Migraine symptoms can also be triggered by stress, weather changes, light, and scents.
The Philadelphia region this week was alerted to dangerous air quality caused by wildfire smoke traveling from Canada to the northeastern United States. People were advised to remain indoors with their windows closed, and wear N-95 or KN-95 masks when outside.
Particulate matter from wildfire smoke is known to cause respiratory and cardiovascular problems. However, neurologists say it may also contribute to increased headaches, and trigger migraine symptoms.
A University of Pennsylvania study published in January 2023 found that poor air quality caused by wildfires is likely to increase the odds of getting a headache. The researchers evaluated emergency room visits in California during wildfires.
“The importance of understanding the impact of climate in the environment on not only neurologic outcomes but health outcomes more broadly can’t be understated,” said lead researcher Dr. Holly Elser, a neurologist at the hospital of the University of Pennsylvania.
The particulate matter found in wildfires, known as PM 2.5, is even smaller than a strand of hair — and is more robustly associated with adverse health effects.
Wildfires can produce at least 2 to 4 times more, or up to 10 times as much, PM 2.5 than average urban pollution, said Dr. Shahir Masri, an air pollution scientist at the University of California, Irvine. He said high levels of PM 2.5 were measured in southern California while wildfires burned further north in San Francisco.

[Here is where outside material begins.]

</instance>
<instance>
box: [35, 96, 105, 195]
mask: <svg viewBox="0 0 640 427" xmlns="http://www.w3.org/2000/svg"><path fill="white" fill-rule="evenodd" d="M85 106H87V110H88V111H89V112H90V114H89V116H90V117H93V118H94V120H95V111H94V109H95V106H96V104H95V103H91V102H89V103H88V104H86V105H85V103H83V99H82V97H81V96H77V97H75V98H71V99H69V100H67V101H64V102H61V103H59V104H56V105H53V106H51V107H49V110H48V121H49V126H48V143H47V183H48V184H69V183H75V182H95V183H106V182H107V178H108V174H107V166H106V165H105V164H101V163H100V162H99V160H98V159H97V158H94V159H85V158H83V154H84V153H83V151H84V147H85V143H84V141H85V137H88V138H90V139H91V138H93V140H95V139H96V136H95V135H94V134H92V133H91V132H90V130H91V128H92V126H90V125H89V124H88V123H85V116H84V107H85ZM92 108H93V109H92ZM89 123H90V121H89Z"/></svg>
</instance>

“We’re talking seven times higher than what I would normally see in my neighborhood due to a wildfire that was hundreds of miles away,” Masri said.
Elser said the association between wildfires and headaches deserves greater medical attention as climate change is expected to reduce air quality in the future — and as wildfires continue to impact the East Coast.
“The climate and the environment are going to have implications for patients with neurologic disorders — whether that’s headache, MS, stroke, dementia — and, we as clinicians need to be ready to care for our patients as the climate changes,” she said.
A number of other climate change-related weather events can contribute to headaches, said Dr. Marilyn Howarth, an environmental toxicologist at the University of Pennsylvania. Rainstorms, which are expected to become more frequent and intense, can worsen headaches, as well as mold growth caused by flooding, she said.
Physicians also are concerned about related stormwater runoff, Howarth said.
“We’re concerned about the movement of that surface soil, because in Philadelphia and other post-industrial cities, we have a lot of hazardous materials in our soil,” she said. “We have lead, other heavy metals, poly aromatic hydrocarbons that come from years and years of motor vehicles in the city.”
“If floodwaters wash across volatile chemicals, those chemicals can then be taken places, and then when they’re airborne can cause headaches,” Howarth said.
Elser said she hopes her wildfire research will spark awareness, as well as continued research into the health impacts of particulate matter.
“We need more national data that speaks to the experiences not only of people who are in the most highly affected areas when there are these big wildfires, but also whether or not there are remote health effects for people who live far away,” she said.